"How shit you must be if I got you out twice!"
-Paul Harris to Andrew Symonds, Perth 2008

Saturday, February 13, 2010

Wanted: A groin for Jesse

Groin must be wide enough to fit client, whose girth is of infinite size.

Groin must have the correct amount of rigidity mixed with a dash of flexibility as client's girth is exanding like the universe.

Groin must be peach in colour, to match his flushed complexion. If client has successfully managed to stay more than an hour on the field, the groin must have the ability to darken in colour as much blood is required to supply the excessive fat in client's body.

If playing in the IPL, client might go berserk with the bat. Groin must then be taut, for at least twelve runs per over.

Groin cannot plant the desire to run in client. He will never make it to the other end anyway. Why bother?

If you have such a groin please contact 1-888-Jesse-is-just-pleasantly-plump. Thank you.

12 comments:

Trideep said...

The groin must be able to take a blow from Tait this IPL!

Gorogoro said...

Trideep, no one wants to think about Tait blowing anyone's nether anatomy. Especially Jesse's.

Horrifying image. Or, maybe it's just an unintentional double entendre.

Hopefully.

Wes said...

Gorogoro, love is never horrifying, even if the lovers are :P
♥♥♥

Rishabh said...

Jesse's been replaced by Steven Smith for the IPL :)

Mahek said...

I'm getting there, should have one ready by the T20 World Cup.

Purna said...

Don't worry, Jesse's nether regions are well protected with layers and layers of fat.

Mahek, we look forward to it.

reina said...

I desperately want to believe that Trideep's double entendre was unintentional. If I have to think about a NZ player's groin, I would really rather it not be Ryder's.

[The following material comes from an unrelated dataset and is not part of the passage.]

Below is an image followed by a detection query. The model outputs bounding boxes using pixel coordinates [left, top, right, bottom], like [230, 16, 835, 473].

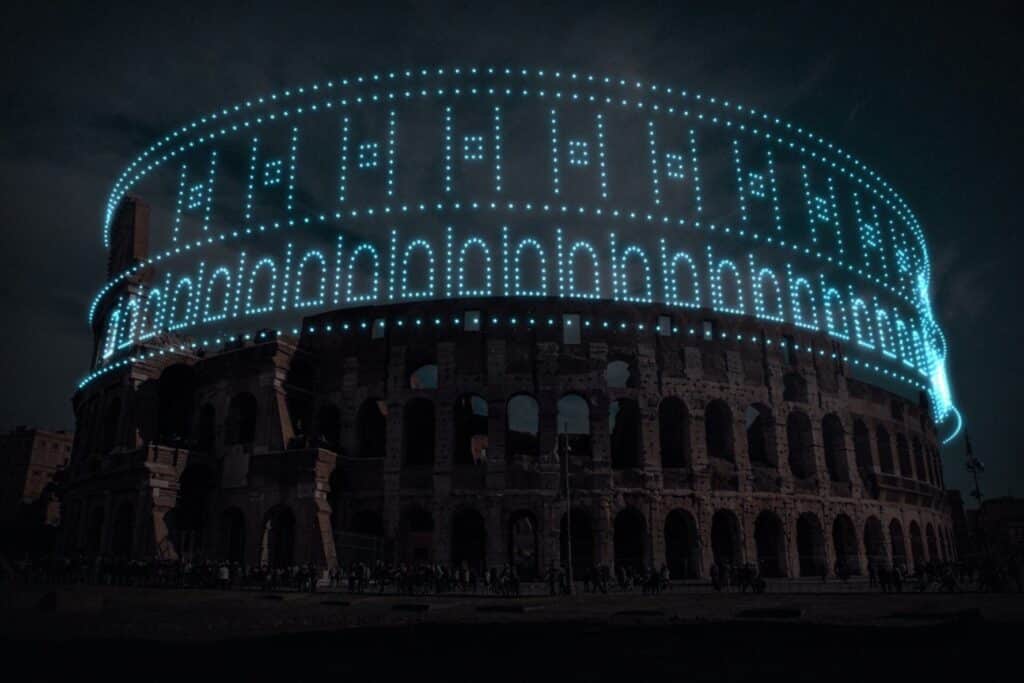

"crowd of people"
[10, 554, 1024, 597]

However, what he and Tait do in their own time is their business. Whatever gets you through a tough season, boys...

reina said...

I should have said, if I have to think about a NZ player's groin *that way* I'd really rather it not be Jesse's.

Purna said...

Reina, is there more than one way to think about Jesse's groin?

Mahek said...

I'm not sure I want to donate mine, I don't want to be stuck with Jesse's syphilitic (Wow! that's actually a word) groin.

reina said...

Mahek, be nice! He's not a man-whore that we know of. That's Shoaib Akhtar you're thinking of that has the diseased nethers.

Purna: my interest in Jesse's groin is limited to hoping that whatever ails it heals soon so he can get back into the BlackCaps side, but I do know people who find him very...compelling, so they might be interested for other, filthier reasons. Different strokes and all that...

Mahek said...

Apologies Reina, I always associate binge drinking with loose sex. Before anyone judges me I plead not guilty on both counts.